Le lendemain, j'attendais, dans l'après-midi, la visite quotidienne de Jules, avec d'autant plus d'impatience qu'il viendrait, ou m'annoncer la bonne nouvelle, ou supputer avec moi les chances, les certitudes de notre bonheur.
Quand je dis notre bonheur, je tiens à répéter, une fois de plus, que je consentais à faire ma part secrète et immolée. A mesure que le rêve devenait tangible, je m'agenouillais plus haut dans ma gratitude envers le ciel, et je montais avec plus de résignation vers Dieu. Le jour où ma fille serait la femme de Jules de Soulaignes, n'ayant plus à veiller sur elle et redoutant pour moi la tentation de leur bonheur, j'irais m'engloutir dans la vie religieuse.
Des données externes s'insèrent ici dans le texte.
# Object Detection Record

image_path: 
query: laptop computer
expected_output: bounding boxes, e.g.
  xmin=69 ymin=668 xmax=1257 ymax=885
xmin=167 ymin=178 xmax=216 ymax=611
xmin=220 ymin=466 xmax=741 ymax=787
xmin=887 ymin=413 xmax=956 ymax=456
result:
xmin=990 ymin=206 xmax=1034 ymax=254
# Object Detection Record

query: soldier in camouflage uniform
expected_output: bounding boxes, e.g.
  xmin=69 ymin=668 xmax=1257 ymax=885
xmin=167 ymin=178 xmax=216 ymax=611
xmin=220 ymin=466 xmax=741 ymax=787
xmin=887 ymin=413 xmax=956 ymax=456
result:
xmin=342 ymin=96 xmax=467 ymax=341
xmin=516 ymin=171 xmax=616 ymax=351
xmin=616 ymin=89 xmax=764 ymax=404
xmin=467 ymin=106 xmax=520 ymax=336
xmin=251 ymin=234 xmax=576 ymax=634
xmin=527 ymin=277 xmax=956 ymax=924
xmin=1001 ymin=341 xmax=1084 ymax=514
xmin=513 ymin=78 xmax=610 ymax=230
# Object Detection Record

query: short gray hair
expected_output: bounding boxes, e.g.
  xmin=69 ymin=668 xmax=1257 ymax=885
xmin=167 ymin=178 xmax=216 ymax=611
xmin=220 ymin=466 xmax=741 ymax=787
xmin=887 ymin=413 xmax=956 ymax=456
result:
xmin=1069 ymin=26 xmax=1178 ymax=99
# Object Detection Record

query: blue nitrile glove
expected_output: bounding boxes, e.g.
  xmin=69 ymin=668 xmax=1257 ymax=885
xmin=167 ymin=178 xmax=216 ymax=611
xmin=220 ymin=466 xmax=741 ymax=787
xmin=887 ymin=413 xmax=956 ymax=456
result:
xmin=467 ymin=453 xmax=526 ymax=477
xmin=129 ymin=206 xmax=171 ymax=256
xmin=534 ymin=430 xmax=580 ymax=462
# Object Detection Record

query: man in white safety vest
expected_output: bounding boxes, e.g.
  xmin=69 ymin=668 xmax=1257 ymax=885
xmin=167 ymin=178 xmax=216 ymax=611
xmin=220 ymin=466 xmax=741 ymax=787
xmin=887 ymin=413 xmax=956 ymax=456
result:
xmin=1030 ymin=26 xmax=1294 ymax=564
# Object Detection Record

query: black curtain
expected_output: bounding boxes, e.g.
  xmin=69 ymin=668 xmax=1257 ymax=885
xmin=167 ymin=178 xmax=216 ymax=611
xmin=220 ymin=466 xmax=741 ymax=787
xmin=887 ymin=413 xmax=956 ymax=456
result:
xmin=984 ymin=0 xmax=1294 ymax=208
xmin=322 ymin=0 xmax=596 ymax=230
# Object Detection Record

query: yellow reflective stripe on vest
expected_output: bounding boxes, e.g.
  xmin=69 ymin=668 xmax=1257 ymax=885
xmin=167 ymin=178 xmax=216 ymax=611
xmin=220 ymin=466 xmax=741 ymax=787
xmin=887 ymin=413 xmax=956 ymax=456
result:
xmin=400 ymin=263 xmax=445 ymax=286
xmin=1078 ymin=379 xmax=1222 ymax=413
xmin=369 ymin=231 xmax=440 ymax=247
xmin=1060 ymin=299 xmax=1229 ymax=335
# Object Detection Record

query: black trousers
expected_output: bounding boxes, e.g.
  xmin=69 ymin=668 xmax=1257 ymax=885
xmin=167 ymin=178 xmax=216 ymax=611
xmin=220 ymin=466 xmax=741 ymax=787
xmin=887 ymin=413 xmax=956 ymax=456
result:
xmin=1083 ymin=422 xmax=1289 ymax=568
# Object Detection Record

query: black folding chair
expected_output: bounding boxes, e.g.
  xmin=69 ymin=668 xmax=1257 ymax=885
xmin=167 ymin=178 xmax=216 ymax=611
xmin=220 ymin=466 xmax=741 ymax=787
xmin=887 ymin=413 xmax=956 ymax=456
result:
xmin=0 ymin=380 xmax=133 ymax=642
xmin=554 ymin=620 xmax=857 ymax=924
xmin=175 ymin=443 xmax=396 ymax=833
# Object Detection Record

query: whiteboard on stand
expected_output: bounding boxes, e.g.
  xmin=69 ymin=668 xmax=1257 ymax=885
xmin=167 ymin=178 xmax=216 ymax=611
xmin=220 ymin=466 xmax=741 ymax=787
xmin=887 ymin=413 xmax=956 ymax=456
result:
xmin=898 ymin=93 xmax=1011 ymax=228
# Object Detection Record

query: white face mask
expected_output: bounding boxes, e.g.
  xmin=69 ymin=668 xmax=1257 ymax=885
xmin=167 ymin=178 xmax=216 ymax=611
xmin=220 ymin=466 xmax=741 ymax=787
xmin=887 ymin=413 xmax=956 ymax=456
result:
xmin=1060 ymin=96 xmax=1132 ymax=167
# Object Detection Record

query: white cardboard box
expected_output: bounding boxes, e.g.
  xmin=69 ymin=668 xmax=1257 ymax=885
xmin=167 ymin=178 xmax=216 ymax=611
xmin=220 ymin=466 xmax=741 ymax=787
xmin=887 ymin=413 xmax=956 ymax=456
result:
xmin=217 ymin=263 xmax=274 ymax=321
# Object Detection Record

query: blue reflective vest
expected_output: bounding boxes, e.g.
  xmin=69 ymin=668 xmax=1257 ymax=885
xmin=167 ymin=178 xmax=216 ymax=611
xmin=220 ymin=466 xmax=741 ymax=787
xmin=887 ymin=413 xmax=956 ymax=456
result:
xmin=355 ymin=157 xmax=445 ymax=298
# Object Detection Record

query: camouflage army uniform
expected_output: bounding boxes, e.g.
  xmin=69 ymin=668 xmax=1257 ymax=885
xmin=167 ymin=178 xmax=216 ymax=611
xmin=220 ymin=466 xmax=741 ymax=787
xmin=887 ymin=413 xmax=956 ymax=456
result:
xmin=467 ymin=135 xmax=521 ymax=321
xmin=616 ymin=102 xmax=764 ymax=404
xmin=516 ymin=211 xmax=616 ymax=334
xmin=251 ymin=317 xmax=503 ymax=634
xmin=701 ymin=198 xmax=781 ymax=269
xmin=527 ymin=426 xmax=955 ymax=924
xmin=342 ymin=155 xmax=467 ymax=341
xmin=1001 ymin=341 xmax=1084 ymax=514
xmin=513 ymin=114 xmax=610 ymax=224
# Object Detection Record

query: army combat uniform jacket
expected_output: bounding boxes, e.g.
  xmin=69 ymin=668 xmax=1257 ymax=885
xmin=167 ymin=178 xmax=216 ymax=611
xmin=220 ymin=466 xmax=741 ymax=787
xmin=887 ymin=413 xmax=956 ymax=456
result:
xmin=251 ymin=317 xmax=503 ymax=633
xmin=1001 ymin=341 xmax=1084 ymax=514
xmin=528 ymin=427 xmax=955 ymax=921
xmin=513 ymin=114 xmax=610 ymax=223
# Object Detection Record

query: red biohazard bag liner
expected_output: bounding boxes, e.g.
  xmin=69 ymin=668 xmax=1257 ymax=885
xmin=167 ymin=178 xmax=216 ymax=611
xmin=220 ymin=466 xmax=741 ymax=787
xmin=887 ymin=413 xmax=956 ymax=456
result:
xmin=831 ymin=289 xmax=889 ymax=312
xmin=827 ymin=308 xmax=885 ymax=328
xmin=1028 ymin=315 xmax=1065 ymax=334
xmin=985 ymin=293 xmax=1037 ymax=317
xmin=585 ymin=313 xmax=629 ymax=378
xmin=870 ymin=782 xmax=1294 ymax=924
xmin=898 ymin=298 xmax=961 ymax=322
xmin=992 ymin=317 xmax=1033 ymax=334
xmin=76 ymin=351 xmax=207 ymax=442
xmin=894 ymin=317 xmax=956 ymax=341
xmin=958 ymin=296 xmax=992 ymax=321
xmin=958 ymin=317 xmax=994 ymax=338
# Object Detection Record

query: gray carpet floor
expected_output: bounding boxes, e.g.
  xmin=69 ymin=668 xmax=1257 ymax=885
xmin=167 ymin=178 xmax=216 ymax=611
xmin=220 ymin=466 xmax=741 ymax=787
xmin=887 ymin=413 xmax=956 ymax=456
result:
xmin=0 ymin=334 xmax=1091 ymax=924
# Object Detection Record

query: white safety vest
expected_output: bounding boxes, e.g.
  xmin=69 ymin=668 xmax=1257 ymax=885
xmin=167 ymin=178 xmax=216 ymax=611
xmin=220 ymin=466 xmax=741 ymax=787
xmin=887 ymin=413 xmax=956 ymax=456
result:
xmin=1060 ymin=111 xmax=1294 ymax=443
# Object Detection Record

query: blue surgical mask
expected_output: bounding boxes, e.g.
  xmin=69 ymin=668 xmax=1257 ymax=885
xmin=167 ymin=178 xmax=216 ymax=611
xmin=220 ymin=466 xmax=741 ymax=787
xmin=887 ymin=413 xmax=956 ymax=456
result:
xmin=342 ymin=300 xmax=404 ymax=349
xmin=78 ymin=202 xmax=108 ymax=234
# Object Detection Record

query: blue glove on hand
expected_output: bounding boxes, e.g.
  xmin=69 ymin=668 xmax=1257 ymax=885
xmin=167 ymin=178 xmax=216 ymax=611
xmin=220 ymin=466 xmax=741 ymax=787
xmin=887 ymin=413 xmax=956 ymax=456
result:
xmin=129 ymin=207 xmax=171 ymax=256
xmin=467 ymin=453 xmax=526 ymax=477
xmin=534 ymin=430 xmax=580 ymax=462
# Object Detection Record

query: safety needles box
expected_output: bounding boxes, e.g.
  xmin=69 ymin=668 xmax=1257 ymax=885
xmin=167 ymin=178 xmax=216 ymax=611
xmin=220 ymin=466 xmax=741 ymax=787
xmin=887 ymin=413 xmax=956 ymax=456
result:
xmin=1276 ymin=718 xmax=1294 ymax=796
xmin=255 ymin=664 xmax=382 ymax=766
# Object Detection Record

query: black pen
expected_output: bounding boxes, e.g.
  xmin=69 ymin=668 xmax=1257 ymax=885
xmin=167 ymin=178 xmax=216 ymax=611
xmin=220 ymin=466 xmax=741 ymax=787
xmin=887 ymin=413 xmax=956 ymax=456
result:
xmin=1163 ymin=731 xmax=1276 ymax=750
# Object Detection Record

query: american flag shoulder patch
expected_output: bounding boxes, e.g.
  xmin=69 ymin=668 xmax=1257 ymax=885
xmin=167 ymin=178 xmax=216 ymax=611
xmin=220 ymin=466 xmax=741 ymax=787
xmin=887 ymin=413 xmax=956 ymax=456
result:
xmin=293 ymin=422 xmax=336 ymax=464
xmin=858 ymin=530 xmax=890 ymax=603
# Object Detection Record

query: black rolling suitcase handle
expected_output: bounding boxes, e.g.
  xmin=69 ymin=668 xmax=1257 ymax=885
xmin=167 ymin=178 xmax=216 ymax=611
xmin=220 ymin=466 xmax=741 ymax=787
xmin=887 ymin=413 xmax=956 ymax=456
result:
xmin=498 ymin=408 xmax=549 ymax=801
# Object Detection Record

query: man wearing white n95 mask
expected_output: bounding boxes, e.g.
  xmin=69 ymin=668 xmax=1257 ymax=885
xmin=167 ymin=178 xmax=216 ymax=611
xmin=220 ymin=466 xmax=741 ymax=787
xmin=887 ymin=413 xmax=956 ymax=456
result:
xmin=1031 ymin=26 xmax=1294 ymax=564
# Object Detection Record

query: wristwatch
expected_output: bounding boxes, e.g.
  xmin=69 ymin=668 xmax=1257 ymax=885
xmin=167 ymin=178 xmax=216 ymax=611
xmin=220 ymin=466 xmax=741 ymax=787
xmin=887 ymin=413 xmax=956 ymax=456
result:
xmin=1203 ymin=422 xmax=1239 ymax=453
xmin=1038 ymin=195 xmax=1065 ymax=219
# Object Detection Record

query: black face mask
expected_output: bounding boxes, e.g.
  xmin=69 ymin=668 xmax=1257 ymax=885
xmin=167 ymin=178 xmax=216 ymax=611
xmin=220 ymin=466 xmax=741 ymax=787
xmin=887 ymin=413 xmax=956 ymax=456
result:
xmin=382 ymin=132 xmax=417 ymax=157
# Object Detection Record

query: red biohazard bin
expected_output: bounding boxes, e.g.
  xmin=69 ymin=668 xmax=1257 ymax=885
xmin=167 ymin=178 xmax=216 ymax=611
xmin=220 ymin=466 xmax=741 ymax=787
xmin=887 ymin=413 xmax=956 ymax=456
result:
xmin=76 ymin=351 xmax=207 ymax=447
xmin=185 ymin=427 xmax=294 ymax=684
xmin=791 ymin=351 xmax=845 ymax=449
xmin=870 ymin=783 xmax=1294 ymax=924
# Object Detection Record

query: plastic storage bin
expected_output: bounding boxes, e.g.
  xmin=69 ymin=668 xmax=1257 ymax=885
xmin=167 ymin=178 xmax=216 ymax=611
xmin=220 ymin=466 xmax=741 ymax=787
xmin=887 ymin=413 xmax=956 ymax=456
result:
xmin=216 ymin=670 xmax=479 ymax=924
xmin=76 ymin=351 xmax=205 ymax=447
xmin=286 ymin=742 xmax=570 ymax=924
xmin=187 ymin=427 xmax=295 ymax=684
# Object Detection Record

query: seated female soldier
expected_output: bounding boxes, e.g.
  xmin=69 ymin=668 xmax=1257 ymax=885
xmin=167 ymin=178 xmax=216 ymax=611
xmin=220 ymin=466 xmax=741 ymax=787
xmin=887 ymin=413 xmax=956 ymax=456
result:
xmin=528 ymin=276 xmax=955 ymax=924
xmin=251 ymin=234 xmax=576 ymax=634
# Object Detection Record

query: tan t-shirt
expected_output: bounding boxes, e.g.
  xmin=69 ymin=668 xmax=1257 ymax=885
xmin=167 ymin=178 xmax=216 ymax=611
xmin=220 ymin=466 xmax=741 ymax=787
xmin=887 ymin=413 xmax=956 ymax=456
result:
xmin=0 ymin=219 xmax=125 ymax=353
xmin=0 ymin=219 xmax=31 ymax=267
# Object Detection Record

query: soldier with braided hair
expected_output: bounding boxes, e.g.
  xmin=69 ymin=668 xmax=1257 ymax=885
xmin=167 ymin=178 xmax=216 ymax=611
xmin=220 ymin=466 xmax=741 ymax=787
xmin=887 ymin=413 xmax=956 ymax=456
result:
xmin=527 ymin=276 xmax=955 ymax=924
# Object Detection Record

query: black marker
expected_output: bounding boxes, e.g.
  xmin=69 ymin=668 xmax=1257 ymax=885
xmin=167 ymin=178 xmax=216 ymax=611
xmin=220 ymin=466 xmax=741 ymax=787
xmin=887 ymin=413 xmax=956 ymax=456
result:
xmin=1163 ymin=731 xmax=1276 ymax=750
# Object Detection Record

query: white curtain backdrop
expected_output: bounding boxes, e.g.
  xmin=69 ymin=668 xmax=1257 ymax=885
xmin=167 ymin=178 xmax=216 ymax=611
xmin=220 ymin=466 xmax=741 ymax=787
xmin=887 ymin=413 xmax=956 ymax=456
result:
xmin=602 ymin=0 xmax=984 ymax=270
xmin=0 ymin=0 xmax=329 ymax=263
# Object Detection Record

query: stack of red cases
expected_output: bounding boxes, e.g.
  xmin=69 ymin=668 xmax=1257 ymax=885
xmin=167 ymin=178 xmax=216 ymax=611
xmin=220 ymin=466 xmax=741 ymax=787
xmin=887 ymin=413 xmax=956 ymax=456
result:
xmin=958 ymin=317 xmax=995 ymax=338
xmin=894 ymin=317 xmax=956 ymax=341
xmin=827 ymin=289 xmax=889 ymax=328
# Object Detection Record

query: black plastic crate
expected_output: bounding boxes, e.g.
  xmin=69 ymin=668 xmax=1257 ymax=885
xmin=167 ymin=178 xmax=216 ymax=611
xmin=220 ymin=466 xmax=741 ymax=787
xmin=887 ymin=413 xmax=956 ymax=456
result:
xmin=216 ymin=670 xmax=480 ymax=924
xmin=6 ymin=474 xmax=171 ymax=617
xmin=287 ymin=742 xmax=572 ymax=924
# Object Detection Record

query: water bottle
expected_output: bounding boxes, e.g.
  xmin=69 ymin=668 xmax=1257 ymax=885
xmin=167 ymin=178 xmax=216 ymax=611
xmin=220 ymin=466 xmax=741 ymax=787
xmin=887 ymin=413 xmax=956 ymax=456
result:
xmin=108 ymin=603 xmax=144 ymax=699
Si l'Église ne voulait plus de moi (je lui rapporterais pourtant un cœur bien apostolique), j'irais dans un couvent, au Mont-Cassin, par exemple, ou dans tout autre de même genre, et je consacrerais ma vie à l'étude, ne conservant avec mes enfants que des rapports doux et lointains qui ne les exposeraient à aucune découverte sur moi, et qui ne me feraient plus provoquer le malheur.
J'avais, dans ces derniers mois, renoué et multiplié mes relations avec quelques membres du haut clergé parisien.
Je pensais à tout cela, en essayant de travailler; quand, vers quatre heures, Jules de Soulaignes entra effaré, livide, hérissé, dans mon cabinet. On eût dit qu'il fuyait une apparition surnaturelle.
Je n'eus pas besoin de l'interroger.
Il tomba sur un siège; mais, tout, accablé qu'il était, il me semblait encore plus irrité qu'affligé. J'attendis intrépidement la mauvaise nouvelle qu'il venait m'annoncer.
—Savez-vous ce que je viens de voir? dit-il, les dents serrées, en frappant son genou de son poing fermé, Louise de Thorvilliers, en grande parure, assise dans la plus belle voiture du duc, son père, à côté de la Paola Buondelmonti.
J'eus froid au cœur. Un spasme me raidit.